Hertz Fellow: Grant N. Remmen
School

University of Minnesota, Minneapolis

Area of Study

Physics, Astrophysics, Mathematics

Fellowship Years

2012 - present

Grant Remmen is a PhD candidate at the California Institute of Technology (Caltech), Burke Institute for Theoretical Physics. At Caltech, Grant has been conducting research on high-energy aspects of gravity and cosmology. With Professor Sean Carroll of Caltech’s Moore Center for Theoretical Cosmology and Physics, Grant solved a classic problem regarding the classical phase-space measure for the theory of cosmic inflation and applied this formalism to compute the expected amount of expansion in competing inflation models, allowing observation to better constrain theory. In addition, Grant and Dr. Carroll are disproving the theory of entropic, thermodynamically-emergent gravity. What's more, in recent work Grant and his collaborators have investigated a proposition for emergent spacetime described by the AdS/MERA (Anti-de Sitter – Multi-scale Entanglement Renormalization Ansatz) correspondence.In addition, with Professor Cliff Cheung, Grant has been placing bounds on the set of possible laws for high-energy particle physics. Grant and Dr. Cheung showed that there is a surprising conflict between the naturalness principle in quantum field theory and the Weak Gravity Conjecture (WGC), a quantum gravity condition on gauge theories related to black hole decay. In particular, their work may have important implications for the famous Hierarchy Problem in the Standard Model of particle physics. In 2014, Grant spoke about this research at the 20th International Symposium on Particles, Strings and Cosmology (PASCOS) in Warsaw, Poland. In other work, Grant and Dr. Cheung developed proofs of WGC-like bounds from unitarity, analyticity, and causality in the low-energy effective field theory of photons and gravitons. Currently, Grant and Dr. Cheung are using related mathematical techniques to constrain quantum gravitational corrections to the Einstein equations.

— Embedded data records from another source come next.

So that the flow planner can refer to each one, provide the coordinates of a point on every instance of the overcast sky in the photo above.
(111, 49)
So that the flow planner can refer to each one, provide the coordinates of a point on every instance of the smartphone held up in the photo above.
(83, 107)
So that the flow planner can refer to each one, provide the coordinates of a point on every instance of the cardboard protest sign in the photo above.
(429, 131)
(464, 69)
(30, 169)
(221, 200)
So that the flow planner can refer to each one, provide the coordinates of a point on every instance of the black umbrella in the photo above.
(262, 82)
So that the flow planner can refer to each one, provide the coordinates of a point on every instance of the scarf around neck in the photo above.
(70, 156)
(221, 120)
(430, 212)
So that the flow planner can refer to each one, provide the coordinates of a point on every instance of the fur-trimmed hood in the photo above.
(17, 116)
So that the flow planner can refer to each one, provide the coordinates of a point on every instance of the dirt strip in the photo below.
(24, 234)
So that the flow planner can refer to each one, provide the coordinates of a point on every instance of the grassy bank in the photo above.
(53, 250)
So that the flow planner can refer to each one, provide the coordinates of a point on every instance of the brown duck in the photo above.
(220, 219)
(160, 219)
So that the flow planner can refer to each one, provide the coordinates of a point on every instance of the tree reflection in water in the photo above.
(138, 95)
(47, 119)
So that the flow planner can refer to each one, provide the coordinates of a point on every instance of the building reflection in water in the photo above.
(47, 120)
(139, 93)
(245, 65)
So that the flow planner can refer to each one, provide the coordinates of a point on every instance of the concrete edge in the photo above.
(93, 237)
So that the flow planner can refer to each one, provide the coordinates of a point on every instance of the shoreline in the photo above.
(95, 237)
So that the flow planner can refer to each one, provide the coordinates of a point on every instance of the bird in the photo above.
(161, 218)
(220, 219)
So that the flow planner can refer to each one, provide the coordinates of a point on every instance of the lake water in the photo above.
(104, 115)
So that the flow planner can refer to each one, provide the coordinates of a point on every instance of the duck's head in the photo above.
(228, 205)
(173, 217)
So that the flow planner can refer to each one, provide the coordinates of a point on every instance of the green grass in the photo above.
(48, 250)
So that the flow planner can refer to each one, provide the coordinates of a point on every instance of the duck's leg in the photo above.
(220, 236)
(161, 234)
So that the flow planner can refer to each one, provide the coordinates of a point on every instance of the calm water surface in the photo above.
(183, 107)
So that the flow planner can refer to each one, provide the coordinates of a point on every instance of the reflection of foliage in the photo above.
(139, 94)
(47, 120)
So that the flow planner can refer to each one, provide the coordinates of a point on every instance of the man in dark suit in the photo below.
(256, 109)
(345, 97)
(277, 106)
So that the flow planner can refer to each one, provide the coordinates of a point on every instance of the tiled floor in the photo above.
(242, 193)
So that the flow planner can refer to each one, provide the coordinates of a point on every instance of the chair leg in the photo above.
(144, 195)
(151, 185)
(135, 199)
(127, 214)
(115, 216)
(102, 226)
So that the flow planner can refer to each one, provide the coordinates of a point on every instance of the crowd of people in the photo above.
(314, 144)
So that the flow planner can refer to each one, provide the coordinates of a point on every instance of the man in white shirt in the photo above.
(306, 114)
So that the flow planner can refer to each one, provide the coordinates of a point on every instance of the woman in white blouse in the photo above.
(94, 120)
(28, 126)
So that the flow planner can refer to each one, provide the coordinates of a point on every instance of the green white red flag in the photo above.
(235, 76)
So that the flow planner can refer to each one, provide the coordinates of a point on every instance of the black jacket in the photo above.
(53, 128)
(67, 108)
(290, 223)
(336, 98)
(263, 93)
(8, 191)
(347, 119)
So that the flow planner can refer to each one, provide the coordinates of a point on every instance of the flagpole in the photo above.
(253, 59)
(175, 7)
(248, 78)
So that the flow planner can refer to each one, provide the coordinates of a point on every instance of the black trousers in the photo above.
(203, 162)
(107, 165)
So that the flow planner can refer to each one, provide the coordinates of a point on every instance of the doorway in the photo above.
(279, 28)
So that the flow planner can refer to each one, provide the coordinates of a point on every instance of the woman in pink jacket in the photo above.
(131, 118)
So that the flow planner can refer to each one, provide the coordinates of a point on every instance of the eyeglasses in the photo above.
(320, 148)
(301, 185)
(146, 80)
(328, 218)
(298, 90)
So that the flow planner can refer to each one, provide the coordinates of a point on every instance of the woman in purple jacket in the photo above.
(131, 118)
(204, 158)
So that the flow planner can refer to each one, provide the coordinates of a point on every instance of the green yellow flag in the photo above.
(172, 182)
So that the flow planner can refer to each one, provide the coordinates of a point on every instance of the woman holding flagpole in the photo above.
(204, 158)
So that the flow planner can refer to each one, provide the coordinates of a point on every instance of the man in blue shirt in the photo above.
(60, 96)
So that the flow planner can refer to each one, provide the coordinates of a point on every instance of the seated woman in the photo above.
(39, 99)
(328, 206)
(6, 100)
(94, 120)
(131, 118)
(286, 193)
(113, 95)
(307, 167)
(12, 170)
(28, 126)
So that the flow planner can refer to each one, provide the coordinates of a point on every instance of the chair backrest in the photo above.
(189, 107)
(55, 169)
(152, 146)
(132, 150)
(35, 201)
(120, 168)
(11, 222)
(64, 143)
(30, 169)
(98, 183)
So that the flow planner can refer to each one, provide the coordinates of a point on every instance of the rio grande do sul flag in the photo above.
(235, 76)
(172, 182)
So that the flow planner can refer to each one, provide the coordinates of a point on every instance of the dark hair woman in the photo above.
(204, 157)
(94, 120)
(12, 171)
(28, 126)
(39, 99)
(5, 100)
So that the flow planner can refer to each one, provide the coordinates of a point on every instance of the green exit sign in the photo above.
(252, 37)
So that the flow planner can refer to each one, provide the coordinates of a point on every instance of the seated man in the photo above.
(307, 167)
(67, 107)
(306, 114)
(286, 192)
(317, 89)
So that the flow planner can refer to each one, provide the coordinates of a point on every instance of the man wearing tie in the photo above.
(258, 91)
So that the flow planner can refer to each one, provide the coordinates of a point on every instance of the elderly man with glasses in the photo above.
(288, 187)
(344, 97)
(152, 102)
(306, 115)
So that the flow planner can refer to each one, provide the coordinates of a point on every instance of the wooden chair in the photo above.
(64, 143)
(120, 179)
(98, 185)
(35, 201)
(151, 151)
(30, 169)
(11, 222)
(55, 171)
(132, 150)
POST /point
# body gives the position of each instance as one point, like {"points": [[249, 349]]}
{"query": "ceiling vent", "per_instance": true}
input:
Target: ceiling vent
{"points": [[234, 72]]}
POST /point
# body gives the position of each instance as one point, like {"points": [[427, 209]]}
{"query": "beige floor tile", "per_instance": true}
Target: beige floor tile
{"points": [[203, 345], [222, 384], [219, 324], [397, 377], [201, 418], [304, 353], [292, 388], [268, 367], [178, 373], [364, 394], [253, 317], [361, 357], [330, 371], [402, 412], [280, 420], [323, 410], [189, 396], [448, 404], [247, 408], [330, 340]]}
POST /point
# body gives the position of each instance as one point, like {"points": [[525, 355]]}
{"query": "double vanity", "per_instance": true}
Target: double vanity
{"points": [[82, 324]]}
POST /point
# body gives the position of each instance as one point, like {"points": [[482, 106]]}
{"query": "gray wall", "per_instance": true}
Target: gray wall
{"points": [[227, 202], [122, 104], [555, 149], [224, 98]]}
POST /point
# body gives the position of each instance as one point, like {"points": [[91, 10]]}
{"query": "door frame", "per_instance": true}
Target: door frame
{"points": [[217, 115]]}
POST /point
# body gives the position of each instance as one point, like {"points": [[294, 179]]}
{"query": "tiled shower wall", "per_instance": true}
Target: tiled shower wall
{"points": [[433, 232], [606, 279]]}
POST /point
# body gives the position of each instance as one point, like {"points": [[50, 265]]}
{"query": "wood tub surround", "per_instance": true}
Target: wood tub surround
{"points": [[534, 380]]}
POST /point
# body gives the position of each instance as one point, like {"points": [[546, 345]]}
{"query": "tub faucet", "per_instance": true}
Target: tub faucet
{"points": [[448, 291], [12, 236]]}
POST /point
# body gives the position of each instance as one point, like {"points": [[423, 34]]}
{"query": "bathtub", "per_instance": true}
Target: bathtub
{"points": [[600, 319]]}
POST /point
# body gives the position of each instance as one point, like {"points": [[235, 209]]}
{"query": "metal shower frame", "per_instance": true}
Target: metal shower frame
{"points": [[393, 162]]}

As an undergraduate, Grant made contributions across several diverse areas of physics and astrophysics, including relativistic orbital dynamics, with Professor Kinwah Wu, Mullard Space Science Lab, University College London, and Hubble Space Telescope Spectroscopy of Eta Carinae, with Dr. Kris Davidson, University of Minnesota. For his work in Galactic dark matter, Grant received the Chambliss Medal for exemplary student research from the American Astronomical Society in 2011. A U.S. Presidential Scholar, Goldwater Scholar, and National Science Foundation Graduate Research Fellow, Grant graduated, summa cum laude, with high distinction as a triple major in physics, astrophysics, and mathematics from the University of Minnesota in 2012.

After concluding his graduate studies, Grant plans to pursue a career in academic research, allowing him to investigate solutions to the most important and fundamental problems in theoretical physics, with applications to astrophysics and cosmology: dark matter, dark energy, quantum gravity, black holes, etc. He aims also to serve as an ambassador for science among America’s civic leaders and the public, while mentoring the next generation of scientists, and hopes that his work will kindle awareness and interest in the physical sciences.